As Mr. Trump and his supporters regularly note, whatever he did during the campaign, it was successful: He won. His most ardent supporters loved the news media bashing. And the complaints and aggressive fact-checking by the news media played right into his hands. He portrayed it as just so much whining and opposition from yet another overprivileged constituency of the Washington establishment.
But will tactics that worked in the campaign work in the White House? History is littered with examples of new administrations that quickly found that the techniques that served them well in campaigns did not work well in government.
And if they do work, what are the long-term costs to government credibility from tactical “wins” that are achieved through the aggressive use of falsehoods? Whatever they are, Mr. Trump should realize that it could hurt his agenda more than anything else.
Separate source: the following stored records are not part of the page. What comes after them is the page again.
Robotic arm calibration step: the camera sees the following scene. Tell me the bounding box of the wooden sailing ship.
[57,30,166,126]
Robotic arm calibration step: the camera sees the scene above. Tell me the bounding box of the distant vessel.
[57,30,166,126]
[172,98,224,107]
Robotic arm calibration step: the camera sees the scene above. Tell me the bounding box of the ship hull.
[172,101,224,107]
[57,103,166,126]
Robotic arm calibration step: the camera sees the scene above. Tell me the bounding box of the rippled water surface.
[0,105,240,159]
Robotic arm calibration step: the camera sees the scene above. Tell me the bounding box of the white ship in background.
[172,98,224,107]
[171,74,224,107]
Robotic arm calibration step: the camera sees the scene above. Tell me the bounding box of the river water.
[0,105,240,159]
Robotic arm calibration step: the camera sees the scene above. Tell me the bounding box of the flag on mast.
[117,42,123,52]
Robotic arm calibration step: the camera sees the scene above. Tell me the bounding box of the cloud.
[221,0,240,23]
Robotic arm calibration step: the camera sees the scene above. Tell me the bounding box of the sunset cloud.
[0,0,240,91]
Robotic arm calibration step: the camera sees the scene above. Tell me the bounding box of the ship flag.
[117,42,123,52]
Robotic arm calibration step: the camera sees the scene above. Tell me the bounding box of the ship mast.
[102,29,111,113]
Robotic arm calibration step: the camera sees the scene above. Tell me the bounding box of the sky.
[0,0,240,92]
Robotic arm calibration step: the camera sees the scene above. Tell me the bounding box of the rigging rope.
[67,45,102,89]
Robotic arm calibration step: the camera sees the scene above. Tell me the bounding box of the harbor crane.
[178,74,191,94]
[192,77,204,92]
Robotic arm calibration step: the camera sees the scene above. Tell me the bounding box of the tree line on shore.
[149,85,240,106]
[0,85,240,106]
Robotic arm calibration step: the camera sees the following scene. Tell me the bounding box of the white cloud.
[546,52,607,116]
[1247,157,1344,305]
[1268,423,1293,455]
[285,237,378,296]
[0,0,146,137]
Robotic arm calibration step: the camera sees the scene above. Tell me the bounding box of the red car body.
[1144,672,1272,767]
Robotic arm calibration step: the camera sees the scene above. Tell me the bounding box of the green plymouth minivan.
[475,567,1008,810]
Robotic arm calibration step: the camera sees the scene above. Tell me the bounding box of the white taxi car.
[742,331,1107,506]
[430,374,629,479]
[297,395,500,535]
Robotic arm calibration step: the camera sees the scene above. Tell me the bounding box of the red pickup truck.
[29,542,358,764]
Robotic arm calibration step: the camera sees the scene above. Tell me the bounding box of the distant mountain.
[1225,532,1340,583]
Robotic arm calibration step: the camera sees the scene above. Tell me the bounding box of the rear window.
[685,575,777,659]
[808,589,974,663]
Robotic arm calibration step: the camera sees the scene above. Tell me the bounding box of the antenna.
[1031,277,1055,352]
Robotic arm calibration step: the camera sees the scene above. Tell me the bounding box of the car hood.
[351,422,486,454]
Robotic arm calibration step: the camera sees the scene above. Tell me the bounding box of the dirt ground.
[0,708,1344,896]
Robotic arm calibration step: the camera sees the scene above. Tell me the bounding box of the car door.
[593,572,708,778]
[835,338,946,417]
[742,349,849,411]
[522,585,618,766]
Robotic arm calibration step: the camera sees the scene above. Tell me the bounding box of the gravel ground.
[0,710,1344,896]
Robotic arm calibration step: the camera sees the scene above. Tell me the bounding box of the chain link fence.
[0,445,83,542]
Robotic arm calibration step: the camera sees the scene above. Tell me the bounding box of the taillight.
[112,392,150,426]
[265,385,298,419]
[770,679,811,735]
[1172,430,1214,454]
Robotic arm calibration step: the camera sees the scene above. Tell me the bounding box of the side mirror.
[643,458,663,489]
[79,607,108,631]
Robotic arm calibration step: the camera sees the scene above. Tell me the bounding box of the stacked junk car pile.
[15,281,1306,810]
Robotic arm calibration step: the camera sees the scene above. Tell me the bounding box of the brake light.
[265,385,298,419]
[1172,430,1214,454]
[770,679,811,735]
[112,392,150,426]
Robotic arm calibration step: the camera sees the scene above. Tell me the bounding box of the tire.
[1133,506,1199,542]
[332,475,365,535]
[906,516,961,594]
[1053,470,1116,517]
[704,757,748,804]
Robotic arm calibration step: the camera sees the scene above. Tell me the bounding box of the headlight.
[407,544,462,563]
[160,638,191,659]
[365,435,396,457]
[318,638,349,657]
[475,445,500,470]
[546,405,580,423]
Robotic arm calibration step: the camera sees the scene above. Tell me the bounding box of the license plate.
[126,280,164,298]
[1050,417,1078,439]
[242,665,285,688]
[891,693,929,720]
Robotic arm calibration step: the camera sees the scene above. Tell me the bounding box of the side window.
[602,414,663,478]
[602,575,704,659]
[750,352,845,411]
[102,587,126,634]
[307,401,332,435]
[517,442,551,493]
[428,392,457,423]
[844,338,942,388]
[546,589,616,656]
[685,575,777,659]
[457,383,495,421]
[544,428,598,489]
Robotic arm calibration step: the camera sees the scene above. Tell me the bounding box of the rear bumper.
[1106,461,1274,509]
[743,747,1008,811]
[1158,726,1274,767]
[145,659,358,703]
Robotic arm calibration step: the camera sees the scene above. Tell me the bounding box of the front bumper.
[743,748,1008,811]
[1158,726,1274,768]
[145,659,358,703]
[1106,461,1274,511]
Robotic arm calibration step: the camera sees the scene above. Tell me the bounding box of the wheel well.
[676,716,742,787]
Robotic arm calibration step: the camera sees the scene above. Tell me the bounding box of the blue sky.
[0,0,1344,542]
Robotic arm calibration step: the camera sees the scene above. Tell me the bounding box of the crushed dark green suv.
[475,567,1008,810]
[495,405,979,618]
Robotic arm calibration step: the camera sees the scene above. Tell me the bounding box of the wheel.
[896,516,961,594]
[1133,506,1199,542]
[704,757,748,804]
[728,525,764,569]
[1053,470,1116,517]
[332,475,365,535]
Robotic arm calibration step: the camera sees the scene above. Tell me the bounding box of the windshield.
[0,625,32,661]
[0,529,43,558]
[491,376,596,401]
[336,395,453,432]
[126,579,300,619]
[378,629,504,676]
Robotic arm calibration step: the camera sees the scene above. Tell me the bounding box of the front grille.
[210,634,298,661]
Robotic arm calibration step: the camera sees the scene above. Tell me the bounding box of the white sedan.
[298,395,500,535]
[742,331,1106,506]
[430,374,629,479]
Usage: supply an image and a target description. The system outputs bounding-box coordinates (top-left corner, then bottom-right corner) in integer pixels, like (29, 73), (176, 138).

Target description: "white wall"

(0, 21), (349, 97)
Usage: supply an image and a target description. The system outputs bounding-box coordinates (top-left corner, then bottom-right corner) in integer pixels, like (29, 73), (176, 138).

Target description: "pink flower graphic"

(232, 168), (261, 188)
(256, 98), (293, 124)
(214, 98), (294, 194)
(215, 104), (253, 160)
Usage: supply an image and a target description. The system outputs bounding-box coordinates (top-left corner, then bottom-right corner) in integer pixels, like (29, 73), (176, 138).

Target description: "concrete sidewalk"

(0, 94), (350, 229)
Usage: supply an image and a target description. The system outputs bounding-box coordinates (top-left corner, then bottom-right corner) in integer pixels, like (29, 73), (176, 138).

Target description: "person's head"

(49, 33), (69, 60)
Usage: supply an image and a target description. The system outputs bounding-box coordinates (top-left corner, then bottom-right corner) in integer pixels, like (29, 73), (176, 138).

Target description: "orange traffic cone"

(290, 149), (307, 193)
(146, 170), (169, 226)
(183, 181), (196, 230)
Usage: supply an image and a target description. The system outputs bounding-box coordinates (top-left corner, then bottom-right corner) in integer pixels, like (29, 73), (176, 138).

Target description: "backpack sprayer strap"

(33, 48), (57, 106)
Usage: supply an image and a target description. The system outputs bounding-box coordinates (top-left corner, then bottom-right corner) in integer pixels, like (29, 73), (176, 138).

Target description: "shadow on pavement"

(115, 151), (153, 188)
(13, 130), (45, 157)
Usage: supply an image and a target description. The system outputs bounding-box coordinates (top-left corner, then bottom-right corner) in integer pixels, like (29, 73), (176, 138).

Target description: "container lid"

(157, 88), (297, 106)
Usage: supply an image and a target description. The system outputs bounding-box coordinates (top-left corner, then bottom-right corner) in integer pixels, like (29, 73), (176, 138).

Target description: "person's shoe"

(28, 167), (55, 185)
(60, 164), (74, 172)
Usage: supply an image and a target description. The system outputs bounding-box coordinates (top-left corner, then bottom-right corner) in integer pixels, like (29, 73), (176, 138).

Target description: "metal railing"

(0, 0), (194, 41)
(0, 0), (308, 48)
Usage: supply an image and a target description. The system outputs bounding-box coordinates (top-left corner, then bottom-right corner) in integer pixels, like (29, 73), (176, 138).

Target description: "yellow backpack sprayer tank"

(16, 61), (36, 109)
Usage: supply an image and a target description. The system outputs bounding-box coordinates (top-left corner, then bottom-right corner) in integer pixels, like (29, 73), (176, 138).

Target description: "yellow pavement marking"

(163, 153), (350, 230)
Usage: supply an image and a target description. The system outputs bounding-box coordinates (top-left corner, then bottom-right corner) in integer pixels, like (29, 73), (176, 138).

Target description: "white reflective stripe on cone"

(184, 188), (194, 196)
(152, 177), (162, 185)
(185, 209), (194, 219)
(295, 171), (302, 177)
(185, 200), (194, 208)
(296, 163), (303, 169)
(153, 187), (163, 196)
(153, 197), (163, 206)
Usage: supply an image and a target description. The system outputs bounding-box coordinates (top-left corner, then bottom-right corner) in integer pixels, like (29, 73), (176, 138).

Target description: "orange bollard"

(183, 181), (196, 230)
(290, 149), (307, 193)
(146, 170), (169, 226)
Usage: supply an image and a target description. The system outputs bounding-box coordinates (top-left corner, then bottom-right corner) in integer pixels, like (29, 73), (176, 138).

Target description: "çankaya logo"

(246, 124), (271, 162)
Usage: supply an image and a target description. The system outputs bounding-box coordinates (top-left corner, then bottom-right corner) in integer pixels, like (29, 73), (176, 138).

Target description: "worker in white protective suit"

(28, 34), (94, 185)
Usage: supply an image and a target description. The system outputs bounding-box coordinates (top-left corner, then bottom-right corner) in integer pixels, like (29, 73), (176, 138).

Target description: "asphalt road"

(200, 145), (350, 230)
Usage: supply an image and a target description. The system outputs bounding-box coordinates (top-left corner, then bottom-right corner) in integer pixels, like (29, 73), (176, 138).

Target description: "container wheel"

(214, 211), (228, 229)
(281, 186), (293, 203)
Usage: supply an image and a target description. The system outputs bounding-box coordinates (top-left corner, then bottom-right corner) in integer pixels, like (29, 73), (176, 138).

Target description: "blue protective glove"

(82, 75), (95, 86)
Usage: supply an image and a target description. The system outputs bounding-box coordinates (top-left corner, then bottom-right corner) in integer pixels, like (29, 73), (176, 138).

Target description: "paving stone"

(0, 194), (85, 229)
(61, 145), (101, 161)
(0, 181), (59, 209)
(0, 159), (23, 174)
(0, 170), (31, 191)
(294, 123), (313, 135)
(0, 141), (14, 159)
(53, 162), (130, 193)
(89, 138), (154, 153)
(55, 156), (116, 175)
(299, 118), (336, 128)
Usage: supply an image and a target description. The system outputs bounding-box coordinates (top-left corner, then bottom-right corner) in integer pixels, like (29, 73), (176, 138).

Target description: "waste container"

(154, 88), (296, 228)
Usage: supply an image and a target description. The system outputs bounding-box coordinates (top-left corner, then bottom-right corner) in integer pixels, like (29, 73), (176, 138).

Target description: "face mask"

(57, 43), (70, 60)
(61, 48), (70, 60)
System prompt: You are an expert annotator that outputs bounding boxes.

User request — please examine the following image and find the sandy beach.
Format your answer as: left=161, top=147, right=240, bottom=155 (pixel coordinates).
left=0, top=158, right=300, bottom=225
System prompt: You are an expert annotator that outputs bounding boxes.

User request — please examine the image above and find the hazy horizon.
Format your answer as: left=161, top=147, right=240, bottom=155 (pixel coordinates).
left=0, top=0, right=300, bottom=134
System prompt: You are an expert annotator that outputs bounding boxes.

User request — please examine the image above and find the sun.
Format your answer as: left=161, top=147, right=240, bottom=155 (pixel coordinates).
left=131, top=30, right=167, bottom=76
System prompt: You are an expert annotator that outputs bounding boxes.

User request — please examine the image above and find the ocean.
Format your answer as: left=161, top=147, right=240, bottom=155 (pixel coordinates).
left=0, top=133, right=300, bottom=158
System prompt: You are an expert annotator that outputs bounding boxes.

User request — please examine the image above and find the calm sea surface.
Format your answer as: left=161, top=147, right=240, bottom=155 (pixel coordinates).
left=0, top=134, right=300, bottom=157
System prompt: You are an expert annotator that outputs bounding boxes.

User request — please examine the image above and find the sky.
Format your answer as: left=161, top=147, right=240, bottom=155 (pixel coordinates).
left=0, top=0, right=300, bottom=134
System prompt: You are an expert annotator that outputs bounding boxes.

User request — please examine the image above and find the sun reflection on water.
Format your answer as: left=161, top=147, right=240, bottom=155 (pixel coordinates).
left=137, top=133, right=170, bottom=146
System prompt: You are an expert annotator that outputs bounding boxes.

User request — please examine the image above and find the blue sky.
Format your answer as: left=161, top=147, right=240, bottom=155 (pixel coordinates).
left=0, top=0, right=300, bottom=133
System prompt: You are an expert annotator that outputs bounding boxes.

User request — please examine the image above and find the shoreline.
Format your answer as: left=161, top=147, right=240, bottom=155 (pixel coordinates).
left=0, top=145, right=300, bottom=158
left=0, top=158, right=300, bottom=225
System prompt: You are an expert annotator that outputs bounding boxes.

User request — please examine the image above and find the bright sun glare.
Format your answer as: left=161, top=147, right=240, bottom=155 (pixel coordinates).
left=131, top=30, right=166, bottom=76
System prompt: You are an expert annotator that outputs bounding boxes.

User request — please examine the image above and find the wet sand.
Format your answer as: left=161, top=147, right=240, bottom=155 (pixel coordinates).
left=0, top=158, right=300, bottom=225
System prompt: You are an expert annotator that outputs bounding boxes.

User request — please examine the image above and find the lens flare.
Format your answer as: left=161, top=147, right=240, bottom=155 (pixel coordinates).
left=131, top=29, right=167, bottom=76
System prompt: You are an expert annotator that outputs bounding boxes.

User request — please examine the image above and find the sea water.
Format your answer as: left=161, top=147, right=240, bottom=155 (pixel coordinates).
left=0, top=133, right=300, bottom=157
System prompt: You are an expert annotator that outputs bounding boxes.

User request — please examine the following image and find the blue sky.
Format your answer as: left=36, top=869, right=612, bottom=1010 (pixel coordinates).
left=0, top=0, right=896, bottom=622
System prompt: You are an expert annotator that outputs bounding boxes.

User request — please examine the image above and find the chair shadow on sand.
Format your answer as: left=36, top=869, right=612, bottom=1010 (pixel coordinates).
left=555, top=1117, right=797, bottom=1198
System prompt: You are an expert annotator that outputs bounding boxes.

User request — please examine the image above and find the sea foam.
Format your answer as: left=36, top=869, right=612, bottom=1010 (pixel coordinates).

There’s a reason George W. Bush’s adviser Karen Hughes told the newly promoted Bush press secretary, Scott McClellan, in 2003, “Your most important job, in my view, will be to make sure the president maintains his credibility with the American people.”
“‘It’s one of his greatest strengths,”’ Mr. McClellan quoted Ms. Hughes as saying in his autobiography, “What Happened.’’
Mr. McClellan’s book chronicles how Mr. Bush staked that credibility on the false rationale for the Iraq invasion — that Saddam Hussein had weapons of mass destruction — and ultimately lost the confidence of Americans, hobbling him for the rest of his presidency.